Esattamente 7 anni moriva sulle strade del Giro d’Italia il campione belga Wouter Weylandt  (Gand, 27 settembre 1984 – Mezzanego, 9 maggio 2011).

Era la terza tappa del #Giro94 e si stava percorrendo la discesa del Passo del Bocco, tra Liguria ed Emilia Romagna, quando il velocista belga tocca con la pedivella il muretto di protezione e vola  a terra sbattendo violentemente il capo.

Subito le condizioni apparvero gravi e non passò molto tempo da li all’annuncio del decesso.
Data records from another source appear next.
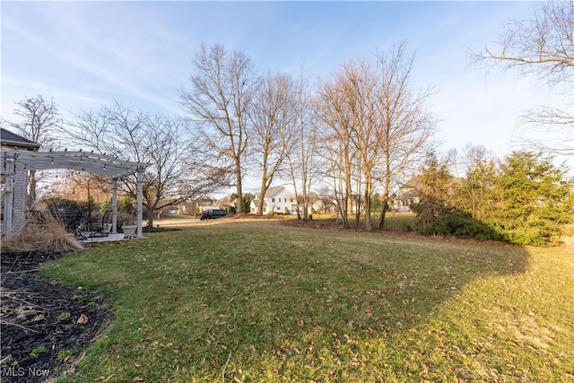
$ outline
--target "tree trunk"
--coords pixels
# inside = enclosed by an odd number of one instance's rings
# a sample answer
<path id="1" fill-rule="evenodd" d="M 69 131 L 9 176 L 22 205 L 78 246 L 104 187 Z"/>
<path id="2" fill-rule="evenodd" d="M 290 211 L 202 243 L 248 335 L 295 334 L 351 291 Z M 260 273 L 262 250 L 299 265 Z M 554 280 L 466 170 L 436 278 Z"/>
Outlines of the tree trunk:
<path id="1" fill-rule="evenodd" d="M 147 205 L 147 227 L 150 229 L 153 227 L 153 212 L 154 211 L 155 209 L 153 208 L 153 205 L 152 204 L 149 204 Z"/>
<path id="2" fill-rule="evenodd" d="M 266 174 L 264 171 L 264 177 L 261 179 L 261 188 L 259 189 L 259 201 L 257 201 L 257 215 L 263 215 L 263 205 L 265 202 L 265 193 L 267 193 L 267 182 L 265 181 Z"/>

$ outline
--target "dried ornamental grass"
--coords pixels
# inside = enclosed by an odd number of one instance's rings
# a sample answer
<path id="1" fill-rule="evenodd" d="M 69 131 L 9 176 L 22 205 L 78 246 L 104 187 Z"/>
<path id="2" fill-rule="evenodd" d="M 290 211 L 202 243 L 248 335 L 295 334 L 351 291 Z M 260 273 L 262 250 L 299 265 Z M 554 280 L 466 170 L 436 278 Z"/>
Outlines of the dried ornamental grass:
<path id="1" fill-rule="evenodd" d="M 66 232 L 64 222 L 49 214 L 43 214 L 41 219 L 28 219 L 18 235 L 2 242 L 2 252 L 38 251 L 49 254 L 83 249 L 82 244 Z"/>

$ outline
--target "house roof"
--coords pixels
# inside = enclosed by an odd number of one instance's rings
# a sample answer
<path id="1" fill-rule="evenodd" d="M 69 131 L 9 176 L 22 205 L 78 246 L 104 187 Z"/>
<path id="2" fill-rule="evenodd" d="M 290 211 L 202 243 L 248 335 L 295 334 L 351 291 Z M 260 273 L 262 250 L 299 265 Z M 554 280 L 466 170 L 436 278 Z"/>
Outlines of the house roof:
<path id="1" fill-rule="evenodd" d="M 284 185 L 281 185 L 278 187 L 269 187 L 267 189 L 267 191 L 265 192 L 265 198 L 271 198 L 276 195 L 278 195 L 279 193 L 281 193 L 283 190 L 287 190 L 290 193 L 293 193 L 292 190 L 291 190 L 290 188 L 288 188 L 287 187 L 285 187 Z"/>
<path id="2" fill-rule="evenodd" d="M 0 128 L 0 143 L 3 146 L 20 146 L 30 149 L 39 148 L 39 144 L 18 135 L 4 127 Z"/>

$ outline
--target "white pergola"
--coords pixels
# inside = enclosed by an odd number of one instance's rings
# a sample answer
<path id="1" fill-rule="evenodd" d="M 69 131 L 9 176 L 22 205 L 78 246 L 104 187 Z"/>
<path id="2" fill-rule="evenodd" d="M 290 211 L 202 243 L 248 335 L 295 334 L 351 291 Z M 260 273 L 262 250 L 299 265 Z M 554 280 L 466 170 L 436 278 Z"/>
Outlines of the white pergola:
<path id="1" fill-rule="evenodd" d="M 145 162 L 132 162 L 118 160 L 105 154 L 98 154 L 90 152 L 32 152 L 21 149 L 2 149 L 3 174 L 4 175 L 4 222 L 3 222 L 12 232 L 12 228 L 17 222 L 13 221 L 14 215 L 24 212 L 14 212 L 25 205 L 23 203 L 13 204 L 19 198 L 25 200 L 23 196 L 16 196 L 14 184 L 19 178 L 25 178 L 29 170 L 47 170 L 66 169 L 73 170 L 87 171 L 91 174 L 108 176 L 112 183 L 112 231 L 117 232 L 117 180 L 134 173 L 137 176 L 136 195 L 136 218 L 137 237 L 142 237 L 142 195 L 144 171 L 150 164 Z M 23 201 L 22 201 L 23 202 Z M 16 214 L 14 214 L 16 213 Z"/>

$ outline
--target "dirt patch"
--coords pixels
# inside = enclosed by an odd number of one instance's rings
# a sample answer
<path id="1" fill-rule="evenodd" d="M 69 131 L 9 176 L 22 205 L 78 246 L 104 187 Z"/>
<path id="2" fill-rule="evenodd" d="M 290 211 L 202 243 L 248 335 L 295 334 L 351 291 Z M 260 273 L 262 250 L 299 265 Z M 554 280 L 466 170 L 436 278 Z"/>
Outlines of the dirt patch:
<path id="1" fill-rule="evenodd" d="M 3 382 L 39 382 L 74 370 L 111 315 L 99 292 L 43 280 L 39 265 L 60 255 L 3 254 Z"/>

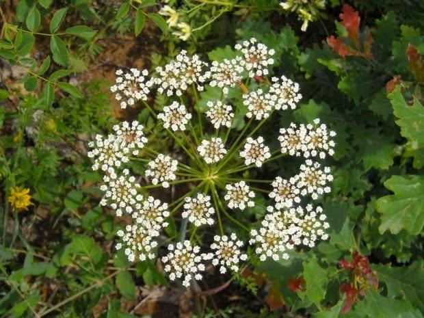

Tutto il mondo del pedale visse momenti tragici e non mancarono le molte polemiche sulla sicurezza sulle strade, sulla prevenzione e quant’altro.

Ritornarono alla mente, inevitabilmente, i ricordi dell’incidente di Fabio Casartelli  che morì, il 18 luglio del 1995, in seguito alle conseguenze di una caduta lungo la discesa del Colle di Portet-d’Aspet  durante lo svolgimento del Tour de France.

Le immagini sia dell’incidente di Fabio che di quello di Wouter, per chi le ha vissute in diretta come me, rimarranno sempre impresse nel cuore e nella mente.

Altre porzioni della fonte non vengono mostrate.